January 13, 2023
What happens when you meet one-on-one in Zoom with each student enrolled in your online, asynchronous course during the first week of the semester? (1) Depending upon the size of the class, you are exhausted(!) and unable to schedule other/additional meetings. (2) You learn just how much meeting their online professor means to students.
This is the third semester I have required students to schedule 15-minute, one-on-one meetings with me in Zoom during the first week of classes. My purpose is:
- For students to get to know me and my personality more than what they see in the course, and to have a “live” conversation with me (their instructor);
- To share my goals of the course, review the syllabus and how assignments are structured;
- To review how the course has been set up, how to access everything in the course management software;
- To ask if there is any assistance I can provide beyond resources presented in the syllabus;
- To respond to any questions/concerns about the course, the semester, etc.

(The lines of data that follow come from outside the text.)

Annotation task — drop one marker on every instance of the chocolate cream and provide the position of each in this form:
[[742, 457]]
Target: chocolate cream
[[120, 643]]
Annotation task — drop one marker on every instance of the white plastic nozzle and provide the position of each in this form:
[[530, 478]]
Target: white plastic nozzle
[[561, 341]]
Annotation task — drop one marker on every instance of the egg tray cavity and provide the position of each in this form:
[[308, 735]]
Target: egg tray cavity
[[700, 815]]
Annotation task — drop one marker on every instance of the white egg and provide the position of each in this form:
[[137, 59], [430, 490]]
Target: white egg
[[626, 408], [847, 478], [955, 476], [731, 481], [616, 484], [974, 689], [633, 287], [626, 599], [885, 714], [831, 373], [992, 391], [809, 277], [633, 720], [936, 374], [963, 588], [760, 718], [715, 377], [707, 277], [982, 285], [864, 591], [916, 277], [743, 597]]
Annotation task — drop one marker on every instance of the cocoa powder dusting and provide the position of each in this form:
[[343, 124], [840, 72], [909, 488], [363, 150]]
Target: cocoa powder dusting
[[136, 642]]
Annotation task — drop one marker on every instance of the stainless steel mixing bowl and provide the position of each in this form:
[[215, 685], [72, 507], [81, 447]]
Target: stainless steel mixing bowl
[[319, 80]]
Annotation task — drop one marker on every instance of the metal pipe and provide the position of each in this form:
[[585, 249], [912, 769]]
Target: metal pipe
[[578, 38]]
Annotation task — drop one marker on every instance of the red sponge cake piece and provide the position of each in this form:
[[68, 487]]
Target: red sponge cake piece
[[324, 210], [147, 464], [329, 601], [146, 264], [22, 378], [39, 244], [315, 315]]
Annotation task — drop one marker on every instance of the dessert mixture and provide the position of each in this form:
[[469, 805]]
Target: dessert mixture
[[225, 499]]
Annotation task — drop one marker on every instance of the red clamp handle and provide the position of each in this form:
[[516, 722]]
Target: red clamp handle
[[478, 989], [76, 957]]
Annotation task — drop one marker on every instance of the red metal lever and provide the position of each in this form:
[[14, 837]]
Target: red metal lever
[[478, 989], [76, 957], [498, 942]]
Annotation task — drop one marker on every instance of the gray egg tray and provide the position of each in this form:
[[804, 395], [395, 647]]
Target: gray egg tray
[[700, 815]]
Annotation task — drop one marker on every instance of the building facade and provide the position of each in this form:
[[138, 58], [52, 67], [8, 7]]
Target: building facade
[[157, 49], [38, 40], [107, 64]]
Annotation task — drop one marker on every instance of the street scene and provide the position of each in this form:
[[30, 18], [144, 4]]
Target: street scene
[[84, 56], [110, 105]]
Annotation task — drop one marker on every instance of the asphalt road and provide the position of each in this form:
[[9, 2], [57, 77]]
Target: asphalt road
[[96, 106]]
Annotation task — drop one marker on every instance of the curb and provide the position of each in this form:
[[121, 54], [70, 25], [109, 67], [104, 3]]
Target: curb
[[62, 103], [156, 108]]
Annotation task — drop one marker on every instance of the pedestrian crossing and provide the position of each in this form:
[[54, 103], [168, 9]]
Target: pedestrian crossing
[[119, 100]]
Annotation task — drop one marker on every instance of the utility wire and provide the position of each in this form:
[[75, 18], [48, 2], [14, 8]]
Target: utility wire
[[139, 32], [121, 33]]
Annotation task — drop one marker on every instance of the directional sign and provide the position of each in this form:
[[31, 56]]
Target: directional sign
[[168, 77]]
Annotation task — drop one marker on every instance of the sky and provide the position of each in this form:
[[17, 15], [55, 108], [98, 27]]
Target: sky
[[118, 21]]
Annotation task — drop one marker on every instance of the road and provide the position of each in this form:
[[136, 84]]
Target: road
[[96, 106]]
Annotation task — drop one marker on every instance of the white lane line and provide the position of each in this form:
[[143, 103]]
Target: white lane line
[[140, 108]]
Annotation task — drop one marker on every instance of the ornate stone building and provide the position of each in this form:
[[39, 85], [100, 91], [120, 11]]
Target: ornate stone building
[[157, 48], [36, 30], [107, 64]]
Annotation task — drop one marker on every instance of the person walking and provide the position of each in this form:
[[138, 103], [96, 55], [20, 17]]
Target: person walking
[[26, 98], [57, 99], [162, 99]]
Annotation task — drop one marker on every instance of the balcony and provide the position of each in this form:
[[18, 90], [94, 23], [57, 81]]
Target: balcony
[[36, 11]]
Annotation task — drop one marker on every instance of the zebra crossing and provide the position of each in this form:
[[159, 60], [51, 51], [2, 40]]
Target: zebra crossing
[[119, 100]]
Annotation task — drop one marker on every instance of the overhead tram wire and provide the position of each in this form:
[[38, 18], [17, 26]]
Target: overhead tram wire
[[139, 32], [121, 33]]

At the end of these meetings, I inform students that we will be meeting a second time for a one-on-one meeting in the middle of the semester (during Week 8) so I can make sure they are reaching the goals they have laid out for themselves in the course, offer any assistance that I can for their continued success, and remind them of the content/deadlines for the second half of the semester.
What have I learned from these short sessions with students?
- Students are THANKFUL that a faculty member wants to meet them. The majority of my students have made comments that they don’t feel their professors care about them, but by having a meeting with me, that perception completely changes. (seriously – the number of times students have used the words “thank you” at the very beginning of our conversations has been incredible)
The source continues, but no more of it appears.